Model-based Bayesian Reinforcement Learning for Dialogue Management

- What constitutes a reward from moving from one state to the next?
- Would changing the assumption that an observation only depends on the last user act change the results? Would including more dependencies make the model more robust?
- As a general comment, I don't know if I had enough statistical background to truly understand the findings of this paper.

-       1) In terms of paper clarity – while the author does a good job of including formulas in this paper to explain his method, there were so many variables and probabilities floating around that I was left quite confused. When dealing with a paper of a more mathematical bend, I would appreciate more diagrams and examples, rather than just formulas.
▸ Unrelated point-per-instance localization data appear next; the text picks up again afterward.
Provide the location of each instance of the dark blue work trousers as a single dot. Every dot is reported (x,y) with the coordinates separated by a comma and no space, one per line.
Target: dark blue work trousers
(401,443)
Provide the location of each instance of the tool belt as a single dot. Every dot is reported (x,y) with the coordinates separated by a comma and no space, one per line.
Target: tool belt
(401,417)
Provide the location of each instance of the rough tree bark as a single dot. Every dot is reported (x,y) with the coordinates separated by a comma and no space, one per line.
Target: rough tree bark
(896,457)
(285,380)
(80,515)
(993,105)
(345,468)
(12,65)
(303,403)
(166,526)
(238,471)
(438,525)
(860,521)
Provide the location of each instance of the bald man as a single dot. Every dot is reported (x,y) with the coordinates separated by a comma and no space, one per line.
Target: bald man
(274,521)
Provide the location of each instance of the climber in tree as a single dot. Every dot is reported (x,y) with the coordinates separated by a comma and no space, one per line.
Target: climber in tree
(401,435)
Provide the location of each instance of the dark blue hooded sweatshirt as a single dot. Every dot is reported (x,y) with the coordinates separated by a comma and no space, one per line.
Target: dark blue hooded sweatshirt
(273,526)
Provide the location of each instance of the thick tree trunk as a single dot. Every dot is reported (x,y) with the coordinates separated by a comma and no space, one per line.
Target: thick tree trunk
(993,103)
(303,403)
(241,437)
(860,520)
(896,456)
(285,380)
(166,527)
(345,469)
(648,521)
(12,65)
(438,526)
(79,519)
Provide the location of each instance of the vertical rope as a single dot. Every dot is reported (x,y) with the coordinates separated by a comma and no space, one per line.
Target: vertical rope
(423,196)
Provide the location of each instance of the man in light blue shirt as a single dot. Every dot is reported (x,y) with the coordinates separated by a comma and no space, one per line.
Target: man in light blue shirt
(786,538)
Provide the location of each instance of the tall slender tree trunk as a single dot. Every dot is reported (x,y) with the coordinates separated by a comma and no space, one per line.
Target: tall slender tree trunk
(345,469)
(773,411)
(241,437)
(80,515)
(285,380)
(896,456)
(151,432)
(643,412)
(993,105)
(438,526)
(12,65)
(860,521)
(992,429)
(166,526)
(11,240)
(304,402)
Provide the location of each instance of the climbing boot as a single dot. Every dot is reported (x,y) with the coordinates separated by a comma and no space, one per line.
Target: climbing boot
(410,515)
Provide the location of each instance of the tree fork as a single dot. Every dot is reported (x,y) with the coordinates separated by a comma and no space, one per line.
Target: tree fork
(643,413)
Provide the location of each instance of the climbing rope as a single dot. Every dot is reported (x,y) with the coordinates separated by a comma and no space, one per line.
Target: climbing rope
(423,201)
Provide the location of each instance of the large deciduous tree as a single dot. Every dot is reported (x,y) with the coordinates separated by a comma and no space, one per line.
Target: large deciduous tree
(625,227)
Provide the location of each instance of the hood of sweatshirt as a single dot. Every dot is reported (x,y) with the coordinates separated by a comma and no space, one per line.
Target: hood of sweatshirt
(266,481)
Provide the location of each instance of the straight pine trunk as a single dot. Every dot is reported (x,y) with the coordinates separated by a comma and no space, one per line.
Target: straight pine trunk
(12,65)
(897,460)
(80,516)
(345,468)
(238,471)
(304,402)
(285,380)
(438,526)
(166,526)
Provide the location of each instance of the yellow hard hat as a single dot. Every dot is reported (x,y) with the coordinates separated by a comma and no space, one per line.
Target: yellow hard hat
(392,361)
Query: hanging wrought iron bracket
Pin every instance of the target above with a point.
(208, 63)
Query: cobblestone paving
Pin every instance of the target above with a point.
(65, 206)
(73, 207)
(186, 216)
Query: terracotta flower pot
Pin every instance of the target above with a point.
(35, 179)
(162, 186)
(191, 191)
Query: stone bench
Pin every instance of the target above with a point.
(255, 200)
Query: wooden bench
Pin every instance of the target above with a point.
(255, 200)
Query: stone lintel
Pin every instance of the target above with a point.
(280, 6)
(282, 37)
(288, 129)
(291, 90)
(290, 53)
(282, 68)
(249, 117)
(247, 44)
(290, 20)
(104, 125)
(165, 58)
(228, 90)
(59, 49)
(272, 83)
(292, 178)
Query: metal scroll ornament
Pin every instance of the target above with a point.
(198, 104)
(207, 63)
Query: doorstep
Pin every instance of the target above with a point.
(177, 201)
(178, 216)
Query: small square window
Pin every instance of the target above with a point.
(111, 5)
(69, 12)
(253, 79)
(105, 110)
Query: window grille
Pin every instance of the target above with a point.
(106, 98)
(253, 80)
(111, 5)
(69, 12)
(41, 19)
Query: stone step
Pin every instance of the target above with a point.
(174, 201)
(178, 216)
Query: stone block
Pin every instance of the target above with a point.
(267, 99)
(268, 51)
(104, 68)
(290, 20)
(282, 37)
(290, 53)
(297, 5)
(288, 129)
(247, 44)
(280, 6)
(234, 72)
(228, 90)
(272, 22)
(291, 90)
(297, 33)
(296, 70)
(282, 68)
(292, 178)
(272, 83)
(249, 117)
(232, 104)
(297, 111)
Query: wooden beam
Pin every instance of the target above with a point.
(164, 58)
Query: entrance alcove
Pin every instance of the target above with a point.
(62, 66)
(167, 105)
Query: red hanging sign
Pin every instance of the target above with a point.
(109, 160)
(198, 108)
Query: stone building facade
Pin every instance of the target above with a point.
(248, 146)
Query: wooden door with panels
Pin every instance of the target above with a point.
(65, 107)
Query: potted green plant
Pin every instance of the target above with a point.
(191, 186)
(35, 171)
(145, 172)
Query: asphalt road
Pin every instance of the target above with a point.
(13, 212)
On the other hand, he does include pseudocode for the algorithm used, which is always helpful.

-       2) The author does not spend much time discussing the training data collection, specifically: were the dialogues annotated by multiple annotators or a single one? If multiple, what was the agreement? Were there any difficulties or issues with the annotation? Basically, we have no idea how good or bad this training data is and since it’s the basis of the rest of the paper, I find it somewhat troubling that this important information was skipped over.

-       3) In terms of paper organization, I find it strange to see the Related Work section at the end, when I would have preferred to see it closer to the beginning so I could see where this work fits in with the rest of the field.

How do these model-based methods compare with hand-crafted models? Model-free methods?
It seems that having a model imbued with no domain-specific structure (the multinomial) performs in the short term worse than a more structured model, but eventually converges in the long run.
Why were these specific models chosen?

A. The second paper said that reinforcement learning had the downside that it required a small set of initial researcher-given states and actions. Is this a big hindrance in this case?

B. The researchers said they assume conditional independence under the Bayesian learning model. Is this a significant simplification that could lead to problems?

C. "We started by gathering empirical data for our dialogue domain using Wizard-of-Oz experiments, after which we built a user simulator on the basis of the collected data." I thought the point of this method was that they didn't have to use Wizard-of-Oz style data collection?

I found this paper very dense and hard to understand.  It was hard to not get caught up in the math, which I found very hard to follow.  I'm curious how they came up with the points system for the reward model.  It's not explained, so the exact numbers feel arbitrary.  Presumably they tried a few different parameters and this worked the best.  I think it's interesting that ignoring the user is a lower penalty than performing the wrong action, and that asking to confirm the correct intention is also penalized.  I was also surprised that model-based strategies for dialogue management had not been tried before now.


This paper was in general rather dense. Although they did a fair job in trying to make it accessible there were still several concepts that weren't fully explained due to lack of space. I hope from the presentation I'll get a more fuller understanding.

How did they come up with the reward model used for the experiment?  Is it hand constructed, or is it learned from some data?

2. For the data collection – did users know which questions/commands were in the robot’s domain? 

3. I didn’t fully understand the Wizard of Oz data collection.  The users interacted with a robot – were the robot’s utterances chosen by a human?

In the evaluation session, the author only compared and evaluated two alternative models of his approach and concluded that both models achieve higher returns as the number of turns increase. In Related work session, the author mentioned that there have been some earlier work on model­based reinforcement learning for dialogue management. I would like to see a comparison between his approach and those approach in related works.

How do transitive, reward and observation models work together with each other? In order to extend the framework to estimate the reward model in parallel to the state transitions, what work needs to be done?

I’m having a hard time understanding figure1. I know what each node represents, but what does each arrow mean?